This fixes the following condition: On a cluster with many nodes a single
node
was running as the only node. Any transaction that was attempted against the
persistent databases hung. From a former run of the cluster
"__transaction_lock__" existed in the persistent databases, but with a dmaster
entry in the ctdb header that was not the local node. When the
transaction_start code tried to acquire this, ctdb queued the dmaster request
to a node that does not exist, hanging forever.
I though -- wait a second, why has nobody found this yet with non-persistent
databases? Answer: Non-persistent databases are opened with CLEAR_IF_FIRST,
which means that all records are locally deleted when ctdb attaches to it.
This wipe does not happen for persistent databases, but we have this one
__transaction_lock__ record around that is treated like a non-persistent
database. This patch treats the __transaction_lock__ for persistent db's
specially: It deletes it locally when ctdbd attaches to the db.
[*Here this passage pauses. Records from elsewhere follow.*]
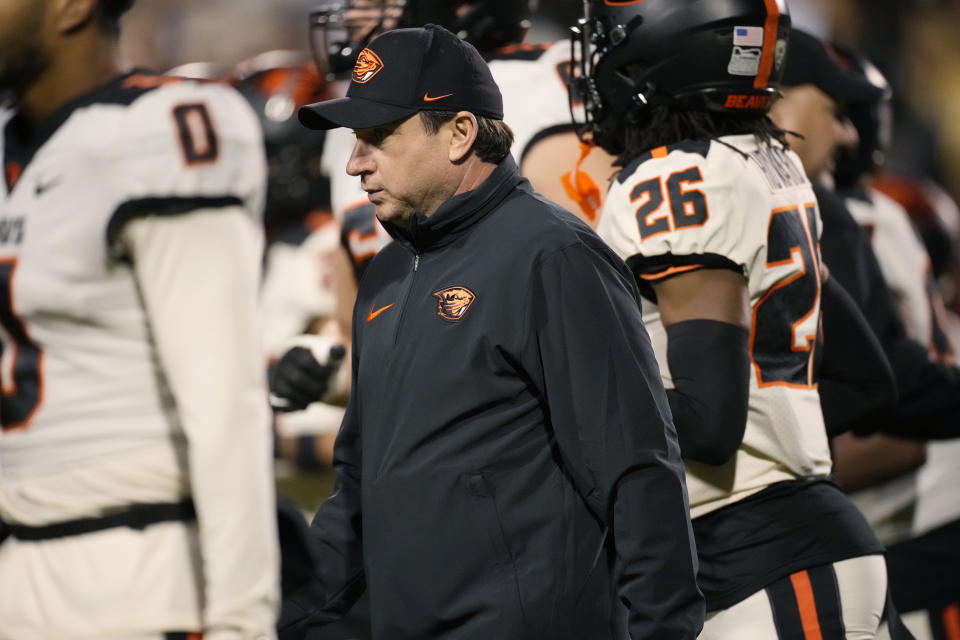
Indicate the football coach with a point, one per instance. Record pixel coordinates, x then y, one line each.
507 466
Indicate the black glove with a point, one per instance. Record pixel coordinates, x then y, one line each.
299 380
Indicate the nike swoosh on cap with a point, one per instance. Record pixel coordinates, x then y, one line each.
373 314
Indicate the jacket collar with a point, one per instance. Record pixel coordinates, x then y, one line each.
458 214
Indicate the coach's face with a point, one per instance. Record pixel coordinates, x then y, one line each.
22 55
404 168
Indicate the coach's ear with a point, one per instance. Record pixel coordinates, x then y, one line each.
464 129
72 15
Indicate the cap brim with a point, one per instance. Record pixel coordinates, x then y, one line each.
352 113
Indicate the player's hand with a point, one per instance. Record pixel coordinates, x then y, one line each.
299 379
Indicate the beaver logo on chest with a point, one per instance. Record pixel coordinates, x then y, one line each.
453 302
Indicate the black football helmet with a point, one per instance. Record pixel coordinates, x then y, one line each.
276 84
715 55
872 120
340 29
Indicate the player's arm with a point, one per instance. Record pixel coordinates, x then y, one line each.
855 376
706 314
198 273
595 367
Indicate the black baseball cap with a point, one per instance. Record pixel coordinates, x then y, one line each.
404 71
810 60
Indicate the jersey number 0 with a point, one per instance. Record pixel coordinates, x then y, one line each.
21 359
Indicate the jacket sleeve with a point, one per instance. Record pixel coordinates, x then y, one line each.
612 424
855 376
336 535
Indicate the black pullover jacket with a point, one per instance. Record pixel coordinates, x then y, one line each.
507 462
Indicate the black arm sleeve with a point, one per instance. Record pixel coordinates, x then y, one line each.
929 392
611 421
855 376
336 534
710 365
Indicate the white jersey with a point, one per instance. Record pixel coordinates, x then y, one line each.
129 258
911 504
702 204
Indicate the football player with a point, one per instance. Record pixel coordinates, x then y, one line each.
339 32
136 480
917 515
718 221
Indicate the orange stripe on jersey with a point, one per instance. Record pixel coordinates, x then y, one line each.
769 44
951 621
672 271
808 607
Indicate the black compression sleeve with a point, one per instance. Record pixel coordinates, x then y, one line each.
710 365
855 377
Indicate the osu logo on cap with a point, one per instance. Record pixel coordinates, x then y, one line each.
368 65
453 302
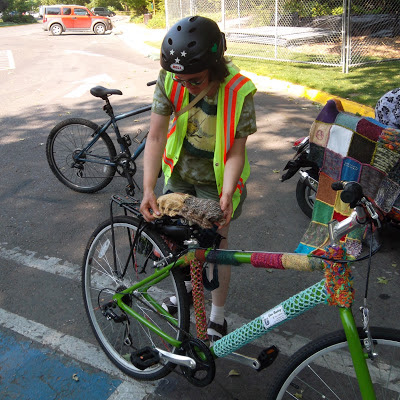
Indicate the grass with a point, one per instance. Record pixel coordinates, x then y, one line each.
364 85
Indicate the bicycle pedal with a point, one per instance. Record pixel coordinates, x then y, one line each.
267 357
145 358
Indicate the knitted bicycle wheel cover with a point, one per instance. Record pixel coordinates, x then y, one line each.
339 282
203 212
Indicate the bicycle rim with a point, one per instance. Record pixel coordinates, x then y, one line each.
120 339
86 175
323 369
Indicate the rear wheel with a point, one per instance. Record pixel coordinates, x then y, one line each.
119 334
89 173
99 29
56 29
323 369
306 194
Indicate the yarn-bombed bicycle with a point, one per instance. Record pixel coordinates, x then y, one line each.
130 266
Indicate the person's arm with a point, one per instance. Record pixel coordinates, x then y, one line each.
235 160
155 145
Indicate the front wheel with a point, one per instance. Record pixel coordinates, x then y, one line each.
86 172
99 29
56 29
105 273
323 369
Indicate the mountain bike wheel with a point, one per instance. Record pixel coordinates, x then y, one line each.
121 337
323 369
68 138
305 195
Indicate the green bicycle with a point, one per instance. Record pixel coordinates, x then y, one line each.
130 266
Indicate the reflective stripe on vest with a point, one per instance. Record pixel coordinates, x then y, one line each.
176 99
231 90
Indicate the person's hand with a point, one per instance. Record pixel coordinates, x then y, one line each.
148 207
226 205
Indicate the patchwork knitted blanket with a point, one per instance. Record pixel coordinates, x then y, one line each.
350 148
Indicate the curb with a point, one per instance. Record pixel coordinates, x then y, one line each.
264 83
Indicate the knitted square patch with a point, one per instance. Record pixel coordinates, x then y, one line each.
325 192
347 120
316 234
369 129
370 180
319 133
339 140
362 149
351 170
322 213
316 154
332 164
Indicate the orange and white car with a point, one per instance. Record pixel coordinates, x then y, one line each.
63 18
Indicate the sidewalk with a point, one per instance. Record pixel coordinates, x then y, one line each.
135 35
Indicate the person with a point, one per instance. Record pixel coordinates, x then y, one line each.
387 109
204 152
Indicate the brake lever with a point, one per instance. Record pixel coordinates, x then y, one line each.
371 211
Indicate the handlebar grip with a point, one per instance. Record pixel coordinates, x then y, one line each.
351 192
338 185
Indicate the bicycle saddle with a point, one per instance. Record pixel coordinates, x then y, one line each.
102 92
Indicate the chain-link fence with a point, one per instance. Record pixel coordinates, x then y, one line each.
343 33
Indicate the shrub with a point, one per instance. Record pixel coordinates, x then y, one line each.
157 22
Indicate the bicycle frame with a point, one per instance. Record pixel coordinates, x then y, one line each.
269 320
81 156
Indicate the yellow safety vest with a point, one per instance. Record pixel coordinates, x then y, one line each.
231 95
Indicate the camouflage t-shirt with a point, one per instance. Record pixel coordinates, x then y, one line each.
195 164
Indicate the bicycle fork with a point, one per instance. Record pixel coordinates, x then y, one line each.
357 354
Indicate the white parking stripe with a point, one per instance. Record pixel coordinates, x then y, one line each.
77 349
52 265
286 341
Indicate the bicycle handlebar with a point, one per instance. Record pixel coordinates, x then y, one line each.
351 192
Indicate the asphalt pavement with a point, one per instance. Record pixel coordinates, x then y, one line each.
42 362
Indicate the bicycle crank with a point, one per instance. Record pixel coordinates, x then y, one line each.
204 371
148 356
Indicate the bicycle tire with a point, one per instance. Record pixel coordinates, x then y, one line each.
99 283
305 195
70 136
323 369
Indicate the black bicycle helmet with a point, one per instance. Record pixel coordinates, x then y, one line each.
192 45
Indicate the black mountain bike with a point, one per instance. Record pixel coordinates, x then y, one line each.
82 155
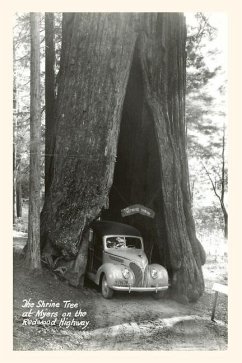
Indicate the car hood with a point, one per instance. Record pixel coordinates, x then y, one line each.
130 254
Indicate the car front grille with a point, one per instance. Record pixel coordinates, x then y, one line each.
137 273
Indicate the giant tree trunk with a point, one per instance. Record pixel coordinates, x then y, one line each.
33 243
49 97
120 139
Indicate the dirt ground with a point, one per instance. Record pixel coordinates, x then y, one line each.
127 322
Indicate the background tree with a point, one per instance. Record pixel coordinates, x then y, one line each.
49 95
105 60
33 243
205 115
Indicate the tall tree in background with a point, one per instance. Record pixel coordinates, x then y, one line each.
33 244
205 116
49 96
120 126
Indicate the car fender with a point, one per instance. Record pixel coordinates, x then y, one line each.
162 277
111 271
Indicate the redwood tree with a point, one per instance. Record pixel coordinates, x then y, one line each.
120 139
33 243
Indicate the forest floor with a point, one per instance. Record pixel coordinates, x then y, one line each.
133 321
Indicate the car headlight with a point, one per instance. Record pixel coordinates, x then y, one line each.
126 273
154 273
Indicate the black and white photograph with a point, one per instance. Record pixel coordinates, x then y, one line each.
120 181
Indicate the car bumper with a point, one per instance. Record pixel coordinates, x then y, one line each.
139 289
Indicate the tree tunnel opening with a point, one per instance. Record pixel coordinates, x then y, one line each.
137 174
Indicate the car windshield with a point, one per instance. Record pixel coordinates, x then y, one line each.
123 242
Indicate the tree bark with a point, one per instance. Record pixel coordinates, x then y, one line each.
33 243
49 97
122 78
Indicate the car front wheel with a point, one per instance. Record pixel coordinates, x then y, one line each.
159 294
107 293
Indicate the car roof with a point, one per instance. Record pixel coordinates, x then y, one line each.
108 227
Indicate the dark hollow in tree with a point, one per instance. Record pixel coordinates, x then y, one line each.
120 139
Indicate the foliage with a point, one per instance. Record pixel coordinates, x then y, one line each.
205 115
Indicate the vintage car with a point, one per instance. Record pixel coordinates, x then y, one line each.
117 261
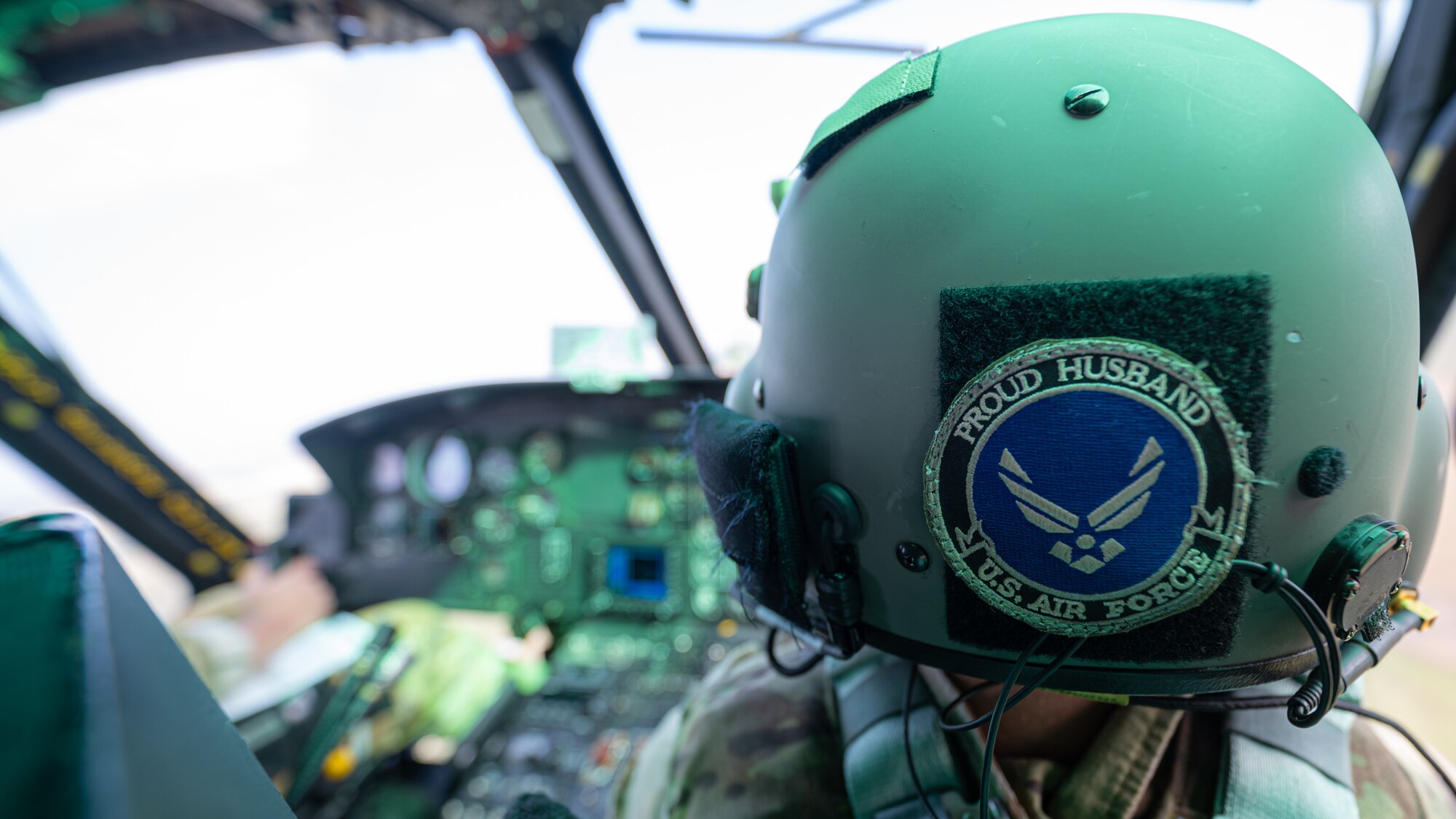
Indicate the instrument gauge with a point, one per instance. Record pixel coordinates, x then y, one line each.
499 470
646 464
440 474
542 455
538 509
387 472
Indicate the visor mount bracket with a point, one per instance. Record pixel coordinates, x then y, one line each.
836 526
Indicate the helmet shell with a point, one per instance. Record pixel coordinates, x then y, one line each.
1215 155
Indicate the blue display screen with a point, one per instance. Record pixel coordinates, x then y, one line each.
638 571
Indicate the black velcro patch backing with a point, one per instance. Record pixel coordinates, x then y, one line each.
748 471
1219 323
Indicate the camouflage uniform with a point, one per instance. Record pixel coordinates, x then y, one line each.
751 742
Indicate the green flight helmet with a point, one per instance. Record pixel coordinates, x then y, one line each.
1059 323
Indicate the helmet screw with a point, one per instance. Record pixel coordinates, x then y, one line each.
914 557
1087 100
1352 589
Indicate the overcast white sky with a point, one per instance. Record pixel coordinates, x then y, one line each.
234 250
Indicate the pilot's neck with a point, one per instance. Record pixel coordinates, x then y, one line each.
1045 726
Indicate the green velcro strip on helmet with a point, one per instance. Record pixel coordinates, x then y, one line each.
1219 325
882 98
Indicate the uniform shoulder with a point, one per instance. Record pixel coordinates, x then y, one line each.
1391 780
745 742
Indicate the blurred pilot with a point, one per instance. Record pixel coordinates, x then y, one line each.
234 628
1090 350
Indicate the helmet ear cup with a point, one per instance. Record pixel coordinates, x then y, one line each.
1425 494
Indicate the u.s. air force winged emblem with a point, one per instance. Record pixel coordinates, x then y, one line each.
1090 486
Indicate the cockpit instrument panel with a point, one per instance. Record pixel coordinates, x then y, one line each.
531 499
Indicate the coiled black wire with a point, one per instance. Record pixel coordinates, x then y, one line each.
1026 691
788 670
1221 704
1320 691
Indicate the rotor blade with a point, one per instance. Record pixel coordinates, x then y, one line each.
778 40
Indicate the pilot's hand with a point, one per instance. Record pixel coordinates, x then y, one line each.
280 604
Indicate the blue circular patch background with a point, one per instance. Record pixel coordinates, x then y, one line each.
1078 448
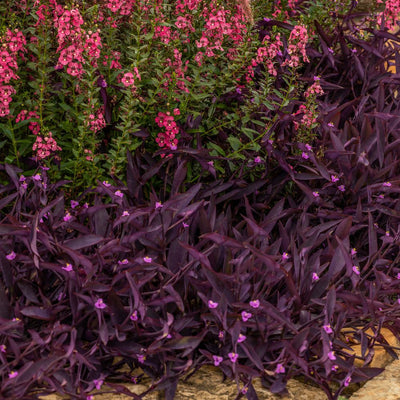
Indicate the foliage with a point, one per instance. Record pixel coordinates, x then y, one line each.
90 82
261 242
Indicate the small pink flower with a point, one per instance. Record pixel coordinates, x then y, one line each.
67 217
255 303
100 304
128 79
68 267
233 357
74 203
331 355
212 304
241 338
246 316
217 360
280 369
134 316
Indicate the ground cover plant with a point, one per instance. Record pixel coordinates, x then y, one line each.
186 203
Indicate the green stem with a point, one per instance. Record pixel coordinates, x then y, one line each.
271 123
14 142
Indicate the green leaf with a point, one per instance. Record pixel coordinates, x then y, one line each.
234 142
215 147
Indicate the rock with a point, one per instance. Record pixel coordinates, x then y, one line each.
385 386
207 384
381 357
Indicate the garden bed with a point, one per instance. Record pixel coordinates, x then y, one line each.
190 187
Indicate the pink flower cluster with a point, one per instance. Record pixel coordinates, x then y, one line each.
74 43
220 25
165 34
122 7
96 122
167 139
128 79
390 14
315 89
12 43
297 46
179 72
308 118
268 53
33 126
44 145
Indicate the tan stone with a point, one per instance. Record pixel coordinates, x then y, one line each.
381 356
385 386
208 384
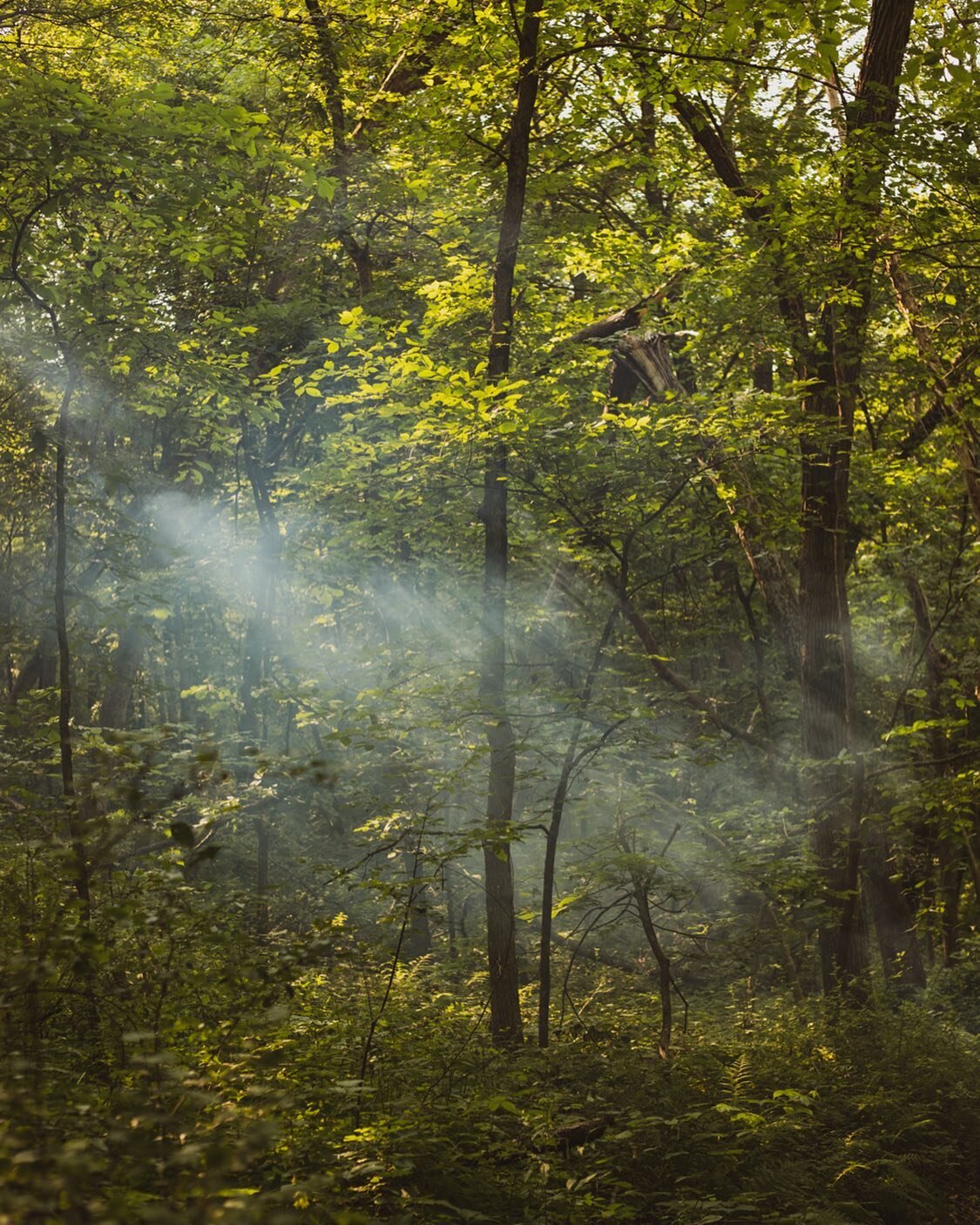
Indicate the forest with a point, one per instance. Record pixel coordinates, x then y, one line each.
489 555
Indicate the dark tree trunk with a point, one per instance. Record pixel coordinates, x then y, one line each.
505 1008
554 830
124 664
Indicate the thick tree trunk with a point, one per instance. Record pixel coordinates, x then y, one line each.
505 1010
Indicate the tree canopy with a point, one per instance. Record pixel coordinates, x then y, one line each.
489 509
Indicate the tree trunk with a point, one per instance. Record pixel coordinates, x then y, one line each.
505 1008
554 829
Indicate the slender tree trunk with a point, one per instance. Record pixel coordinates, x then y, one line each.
82 876
124 664
554 830
663 963
255 651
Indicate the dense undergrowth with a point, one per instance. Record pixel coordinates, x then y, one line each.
282 1079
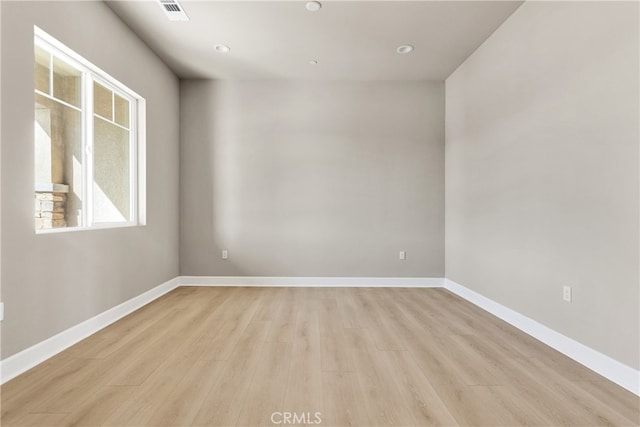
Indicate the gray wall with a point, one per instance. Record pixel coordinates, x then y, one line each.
54 281
542 170
312 178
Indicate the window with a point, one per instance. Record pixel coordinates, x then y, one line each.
87 139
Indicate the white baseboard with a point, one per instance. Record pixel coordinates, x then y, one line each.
611 369
350 282
21 362
604 365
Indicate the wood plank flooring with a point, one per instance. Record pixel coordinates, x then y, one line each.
355 356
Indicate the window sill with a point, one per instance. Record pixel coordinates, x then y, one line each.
92 228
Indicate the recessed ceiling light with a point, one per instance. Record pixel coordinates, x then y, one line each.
405 48
313 6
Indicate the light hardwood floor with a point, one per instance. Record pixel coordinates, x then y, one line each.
358 356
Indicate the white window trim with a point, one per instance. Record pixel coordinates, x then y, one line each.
137 143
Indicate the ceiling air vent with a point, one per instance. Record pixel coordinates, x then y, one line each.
173 10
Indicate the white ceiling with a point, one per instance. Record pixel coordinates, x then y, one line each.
351 40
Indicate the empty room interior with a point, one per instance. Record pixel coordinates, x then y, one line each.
331 213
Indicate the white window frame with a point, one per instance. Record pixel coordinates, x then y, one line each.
137 110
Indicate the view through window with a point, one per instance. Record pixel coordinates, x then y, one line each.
86 142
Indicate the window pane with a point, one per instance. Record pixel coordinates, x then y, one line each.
58 164
102 101
122 111
41 69
66 82
111 173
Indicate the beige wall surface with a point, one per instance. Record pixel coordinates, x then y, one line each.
51 282
542 170
312 178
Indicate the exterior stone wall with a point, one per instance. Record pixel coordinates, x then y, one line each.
50 210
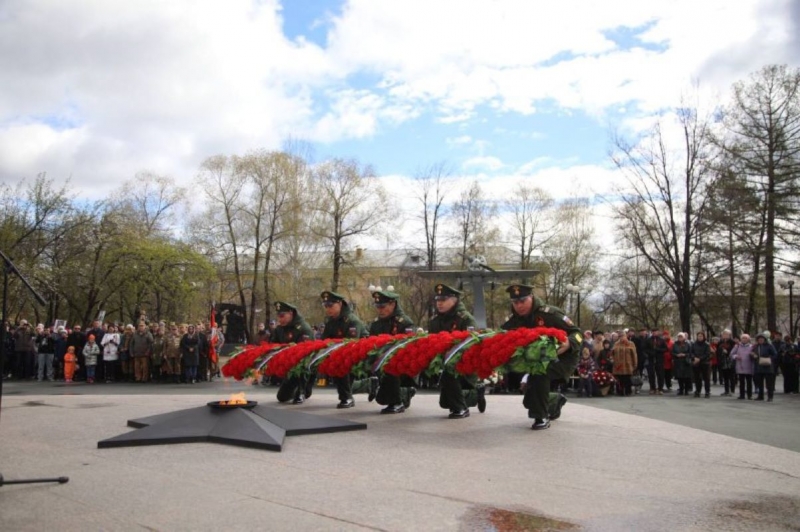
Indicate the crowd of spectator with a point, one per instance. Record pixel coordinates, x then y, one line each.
154 352
690 365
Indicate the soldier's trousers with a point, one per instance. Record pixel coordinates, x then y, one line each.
141 369
172 366
457 392
395 390
290 388
347 386
538 399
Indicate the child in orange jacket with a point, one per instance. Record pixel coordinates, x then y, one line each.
70 363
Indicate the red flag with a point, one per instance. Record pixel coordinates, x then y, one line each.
212 352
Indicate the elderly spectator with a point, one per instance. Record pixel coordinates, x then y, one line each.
60 346
668 364
77 339
157 358
110 344
47 350
625 363
91 352
23 351
125 361
726 365
788 356
701 364
172 353
98 331
654 348
190 351
765 360
681 364
141 347
744 365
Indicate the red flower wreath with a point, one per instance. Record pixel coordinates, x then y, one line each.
282 363
603 378
245 360
342 361
496 351
414 358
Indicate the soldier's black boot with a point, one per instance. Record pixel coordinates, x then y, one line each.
541 424
411 393
373 388
562 400
347 403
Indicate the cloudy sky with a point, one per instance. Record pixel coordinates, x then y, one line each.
502 90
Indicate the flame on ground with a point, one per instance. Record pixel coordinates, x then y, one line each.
235 399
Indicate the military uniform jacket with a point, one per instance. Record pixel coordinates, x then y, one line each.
547 316
397 323
297 331
340 327
457 319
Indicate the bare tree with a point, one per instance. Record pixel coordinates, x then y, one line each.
636 292
529 207
352 202
763 137
432 181
661 209
473 214
220 225
572 256
151 200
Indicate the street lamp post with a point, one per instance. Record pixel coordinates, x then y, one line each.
577 291
791 310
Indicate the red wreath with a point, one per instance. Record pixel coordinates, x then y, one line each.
283 362
238 365
414 358
495 351
341 362
603 378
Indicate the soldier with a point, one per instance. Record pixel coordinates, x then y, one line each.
171 352
341 322
394 392
529 311
292 328
458 393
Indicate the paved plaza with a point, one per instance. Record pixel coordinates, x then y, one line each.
642 463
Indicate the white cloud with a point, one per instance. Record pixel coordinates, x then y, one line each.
497 53
100 90
486 162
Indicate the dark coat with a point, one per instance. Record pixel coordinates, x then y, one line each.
397 323
701 351
76 339
297 331
724 348
457 319
764 350
543 315
347 325
681 362
190 349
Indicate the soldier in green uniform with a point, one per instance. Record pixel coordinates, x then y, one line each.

ctdb_check_db_empty(ctdb_db);
}
+ if (persistent) {
+ TDB_DATA transaction_key;
+ transaction_key.dptr = discard_const(
+ CTDB_TRANSACTION_LOCK_KEY);
+ transaction_key.dsize = strlen(CTDB_TRANSACTION_LOCK_KEY);
+ tdb_delete(ctdb_db->ltdb->tdb, transaction_key);
+ }
+
DLIST_ADD(ctdb->db_list, ctdb_db);
/* setting this can help some high churn databases */